Comments on this entry are closed.

  • ghostsniper July 17, 2018, 2:07 PM

    Box of Colors
    =========
    They live entirely inside their tiny box of colors – they have become one of the colors. The organic them exists only when it must, like feeding time and such, the rest of the time they are an avatar that is changed at will. Quite flexible when you are just so many pixels. The electrons creating synapses in their brains are in perfect synchronicity with the electrons flying thither and yon in their box of colors, they are one. Or, maybe they are an extension of the other. Perhaps it is the other way around. The small box of colors is the owner and the organic they is used only to connect the box to other boxes, using electrons mind you. Someday the boxes of colors may learn to connect themselves then the organic robots they own will no longer be necessary.

    You’ll be driving in your driverless car through the ville, looking at your box of colors in your hand and you’ll look up and see an organic laying along the street, seemingly dead. And you won’t mind, cause you’ve been warned this will happen. As you glide past that corpse you swipe the red color on your box and through the magic of 33′ bluetooth the essence of that corpses avatar will show on the screen and suddenly you will be liked, like all the other organics that drove by just like you. You are number 31,076. Endorphins fill you with mechanical pride and worth. You are a good person, they told you so! Then you see another, and another, and another. As far as the eye can see there will be debased hulls lying everywhere and collection agencies will be on patrol picking up all the boxes of colors for recycling.

    The likes are coming fast now, an app update makes it possible to swipe without actually swiping, you just have to think you’re swiping and ta-daaa, you’ve swiped. You’re now up to 99,156 and climbing. You drive on but you don’t see the light pole step off the sidewalk into your path. It did it so smoothly no one but a non-user would have seen it. Your vehicle is demolished and your airbag cast you in another direction and there you lay, broken, and your box of colors lies over there.

    A car glides by, much like yours, and the driver of this driverless car swipes the red avatar and you chalk up another number on their screen, and they drive on…..

  • Jewel July 17, 2018, 3:01 PM

    It is like an episode of Black Mirror.
    https://youtu.be/LnHI2XKP710

  • Wolf July 17, 2018, 3:52 PM

    Really, you need a heart of stone not to laugh.

  • Casey Klahn July 17, 2018, 5:02 PM

    Good one, Ghost.

    Also re: this post. Social Justice is mob justice. Hmmm. Who’re the Nazis, now?

  • Monty James July 17, 2018, 7:24 PM

    Eloquence, as modeled by Ghost, is something one should aspire to, but most words fly from me after reading this. What I have yet for this comment is barroom language, and you all can provide your own and take it as my sentiment.

    Tens of millions like the author in this country. They shall prevail, or we will.

  • Non Timebo Malum July 18, 2018, 7:33 AM

    The Monsters Are Due on Maple Street!!!
    https://vimeo.com/168014736

  • Skorpion July 18, 2018, 9:31 AM

    Ghost: That is easily the best thing you’ve ever written in the years I’ve been reading your comments here. It’s a perfect distillation of what “social media” is doing to our minds, bodies, and souls.
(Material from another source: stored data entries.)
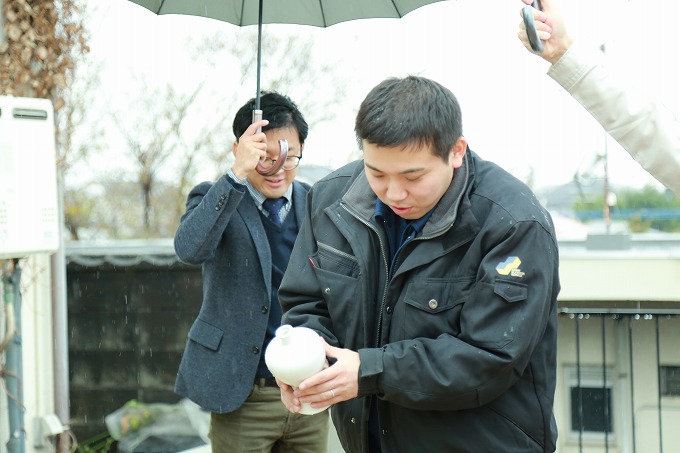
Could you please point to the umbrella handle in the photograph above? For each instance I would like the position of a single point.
(283, 152)
(532, 33)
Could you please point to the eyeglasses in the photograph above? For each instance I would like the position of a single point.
(291, 162)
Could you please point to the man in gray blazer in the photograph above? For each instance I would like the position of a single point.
(244, 251)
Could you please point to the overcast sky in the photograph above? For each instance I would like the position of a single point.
(513, 113)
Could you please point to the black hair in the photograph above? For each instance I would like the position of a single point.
(407, 111)
(279, 109)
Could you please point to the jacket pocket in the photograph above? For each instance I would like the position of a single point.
(206, 335)
(336, 261)
(431, 308)
(495, 317)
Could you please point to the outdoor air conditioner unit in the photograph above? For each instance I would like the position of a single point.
(29, 221)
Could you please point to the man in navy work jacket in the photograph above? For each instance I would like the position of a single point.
(432, 274)
(244, 245)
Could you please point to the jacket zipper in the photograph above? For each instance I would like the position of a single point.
(387, 271)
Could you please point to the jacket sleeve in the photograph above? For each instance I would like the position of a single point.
(647, 130)
(209, 208)
(506, 321)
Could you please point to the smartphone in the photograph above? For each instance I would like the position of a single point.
(283, 152)
(532, 33)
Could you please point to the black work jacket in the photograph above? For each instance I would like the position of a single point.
(459, 344)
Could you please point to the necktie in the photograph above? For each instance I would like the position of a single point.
(273, 207)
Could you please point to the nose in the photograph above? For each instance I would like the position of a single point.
(395, 191)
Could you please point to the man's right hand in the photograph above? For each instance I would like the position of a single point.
(249, 149)
(551, 30)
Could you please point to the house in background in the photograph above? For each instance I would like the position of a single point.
(131, 304)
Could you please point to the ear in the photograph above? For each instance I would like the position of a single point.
(458, 152)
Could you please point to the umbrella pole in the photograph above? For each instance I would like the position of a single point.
(259, 55)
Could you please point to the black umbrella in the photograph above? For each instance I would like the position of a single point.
(320, 13)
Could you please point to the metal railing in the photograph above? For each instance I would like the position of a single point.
(623, 344)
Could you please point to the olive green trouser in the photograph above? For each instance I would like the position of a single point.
(263, 425)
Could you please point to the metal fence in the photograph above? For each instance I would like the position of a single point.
(620, 380)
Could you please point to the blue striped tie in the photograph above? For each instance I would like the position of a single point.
(273, 207)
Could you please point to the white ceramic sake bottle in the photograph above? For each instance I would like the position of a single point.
(293, 355)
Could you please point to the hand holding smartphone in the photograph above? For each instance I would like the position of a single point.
(532, 33)
(283, 153)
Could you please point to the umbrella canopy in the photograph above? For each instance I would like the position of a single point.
(320, 13)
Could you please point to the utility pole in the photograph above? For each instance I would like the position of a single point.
(607, 196)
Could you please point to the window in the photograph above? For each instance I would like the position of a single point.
(590, 400)
(670, 380)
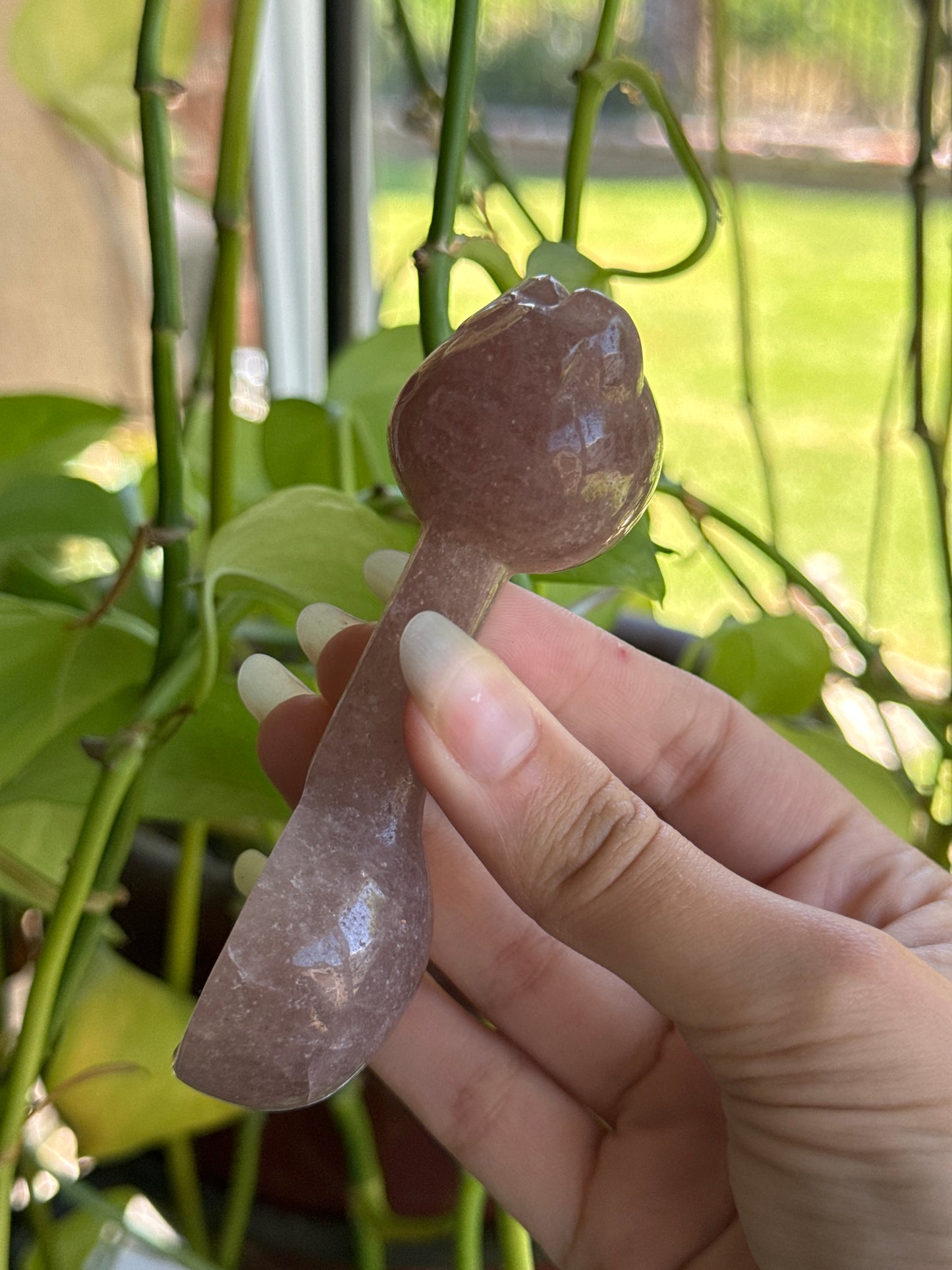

  • AmericusMagnus July 18, 2018, 12:46 PM

    “When my callouts were met with approval and admiration, I was lavished with praise: “Thank you so much for speaking out!” “You’re so brave!” “We need more men like you!””

    – “Men?” I hardly think so.

    “The constant vigilance on the part of my colleagues and friends did me in.”

    – “…friends…?” Ditto.

  • Eskyman July 18, 2018, 2:35 PM

    Ghostsniper, that was a magnificent comment. You nailed it, and took me along for the ride; or was it my avatar? Oh look, my colors are bleeding, but I haven’t even felt it yet. Will I ever?

    Someone should also mention “SJWs Always Lie,” because they do.

  • ErisGuy July 19, 2018, 9:21 AM

    What’s wrong with the world? “I once had a well-paid job in what might be described as the social justice industry. ” Sums it up for me.